Unveiling Spring Batch: Understanding Its Concepts and Advantages

Spring Batch is a web application that collects and stores large amounts of customer data. You want to perform various operations on this data like importing resources, validating and transforming data and then exporting or storing it in other resources, all conducted in a batch format.

Here in this scenario, we can use Spring Batch as it provides features to process the data in a batch like automating the process, handling errors, reading data, validating data and then exporting it to resources.

Spring Batch is a lightweight batch processing framework useful for processing large numbers of records. It also provides features that support extremely high volume and high-performance batch jobs through its optimization and partitioning techniques.

Advantages of Spring Batch

1. Robust and Scalable: It’s designed to process large volumes of data and process data in chunks reducing memory usage and improving performance. It also provides parallel processing that enables concurrent execution of tasks.

2. Fault-Tolerant: It offers error-handling features to ensure the reliability of processing. It provides features like automatic restart, and skip/retry functionality. In case of failure, it recovers the execution state and resumes processing from that point of failure.

3. Monitoring: It provides built-in monitoring features that allow developers to track job progress like the number of records read, written and processed per file.

Related read: How To Improve Speed & Reliability Of A Product Using Monitoring Tools

Key Concepts Used in the Spring Batch

1. Job: A job is a batch process that can be executed manually or scheduled. The job can contain one or more steps.

2. Step: A step is part of a job that consists of a reader, processor, writer, and listener.

3. Reader: The reader reads the data from different sources such as CSV, txt, db etc.

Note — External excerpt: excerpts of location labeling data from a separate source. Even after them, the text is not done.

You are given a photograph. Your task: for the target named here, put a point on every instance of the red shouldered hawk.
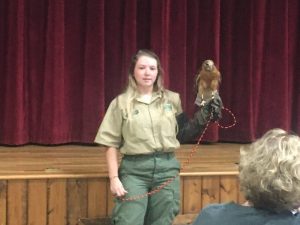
(208, 80)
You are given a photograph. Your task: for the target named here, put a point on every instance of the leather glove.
(211, 108)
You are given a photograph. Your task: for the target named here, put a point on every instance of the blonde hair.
(270, 171)
(131, 90)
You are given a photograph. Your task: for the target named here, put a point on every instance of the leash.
(187, 162)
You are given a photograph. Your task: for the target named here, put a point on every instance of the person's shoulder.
(173, 96)
(170, 93)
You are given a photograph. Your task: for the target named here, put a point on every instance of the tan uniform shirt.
(150, 126)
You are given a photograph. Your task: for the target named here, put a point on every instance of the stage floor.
(81, 161)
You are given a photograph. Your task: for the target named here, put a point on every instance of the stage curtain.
(63, 61)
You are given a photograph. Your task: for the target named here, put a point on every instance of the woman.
(270, 180)
(145, 124)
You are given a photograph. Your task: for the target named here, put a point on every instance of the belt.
(158, 154)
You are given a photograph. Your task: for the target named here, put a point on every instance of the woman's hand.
(116, 187)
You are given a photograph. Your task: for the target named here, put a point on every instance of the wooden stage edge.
(59, 185)
(81, 161)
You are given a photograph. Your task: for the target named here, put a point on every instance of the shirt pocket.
(168, 121)
(137, 127)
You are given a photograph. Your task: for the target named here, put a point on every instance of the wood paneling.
(57, 186)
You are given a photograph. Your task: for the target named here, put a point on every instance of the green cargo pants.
(141, 174)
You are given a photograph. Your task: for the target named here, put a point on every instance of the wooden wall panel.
(57, 202)
(229, 189)
(76, 200)
(97, 200)
(192, 187)
(210, 190)
(3, 197)
(64, 201)
(16, 200)
(37, 202)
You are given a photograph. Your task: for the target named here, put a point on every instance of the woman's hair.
(131, 90)
(158, 84)
(270, 171)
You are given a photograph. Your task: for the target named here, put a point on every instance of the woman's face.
(145, 73)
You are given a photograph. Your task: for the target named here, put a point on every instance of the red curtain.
(63, 61)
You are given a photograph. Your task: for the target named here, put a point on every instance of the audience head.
(270, 171)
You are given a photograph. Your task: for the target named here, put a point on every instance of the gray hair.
(270, 171)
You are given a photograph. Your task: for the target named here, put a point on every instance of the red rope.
(185, 164)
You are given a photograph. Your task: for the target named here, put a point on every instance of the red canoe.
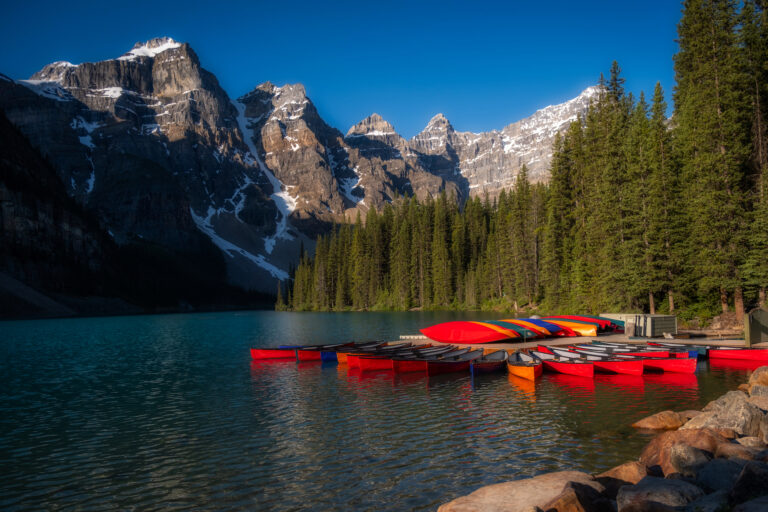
(467, 332)
(605, 364)
(569, 367)
(748, 354)
(673, 364)
(273, 353)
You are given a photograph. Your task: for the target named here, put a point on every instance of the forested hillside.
(642, 212)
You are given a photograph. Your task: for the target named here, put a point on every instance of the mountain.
(152, 145)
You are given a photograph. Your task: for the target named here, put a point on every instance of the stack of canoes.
(580, 359)
(489, 331)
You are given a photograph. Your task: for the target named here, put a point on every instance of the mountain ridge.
(259, 175)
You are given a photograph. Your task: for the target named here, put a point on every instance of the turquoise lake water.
(169, 412)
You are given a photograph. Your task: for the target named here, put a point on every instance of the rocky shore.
(713, 460)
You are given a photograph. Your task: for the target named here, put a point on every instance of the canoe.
(492, 362)
(699, 350)
(412, 363)
(566, 366)
(554, 329)
(384, 361)
(273, 353)
(606, 364)
(603, 324)
(452, 364)
(524, 366)
(580, 328)
(468, 332)
(746, 354)
(674, 364)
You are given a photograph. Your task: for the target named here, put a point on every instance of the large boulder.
(759, 401)
(719, 474)
(658, 451)
(520, 495)
(752, 442)
(759, 377)
(686, 460)
(652, 490)
(751, 483)
(628, 473)
(715, 502)
(733, 412)
(726, 401)
(579, 498)
(664, 420)
(756, 505)
(736, 451)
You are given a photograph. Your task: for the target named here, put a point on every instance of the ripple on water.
(168, 412)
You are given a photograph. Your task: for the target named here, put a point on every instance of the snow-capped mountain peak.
(151, 48)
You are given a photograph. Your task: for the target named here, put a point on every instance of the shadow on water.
(169, 412)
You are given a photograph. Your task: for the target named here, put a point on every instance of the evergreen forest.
(642, 212)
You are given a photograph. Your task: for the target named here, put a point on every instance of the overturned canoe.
(273, 353)
(524, 366)
(745, 354)
(468, 332)
(567, 366)
(489, 362)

It provides multiple built-in readers and we can create our own custom reader.

4. Processor: The processor is used for filtering, validating, and transforming the input data into the desired format required for writing.

5. Writer: The writer takes the data from the processor and stores it in a database, CSV etc. sources.

6. Listeners: The listeners allow developers to hook into the batch processing lifecycle and perform actions at specific events. Examples include before/after job execution, step execution, or chunk completion.

Unlock the Power of Java Development: Hire Our Expert Java Developers Today!

Spring Batch uses tables to store batch job information which contains information like files processed, number of rows processed, read, written, job status, and step status.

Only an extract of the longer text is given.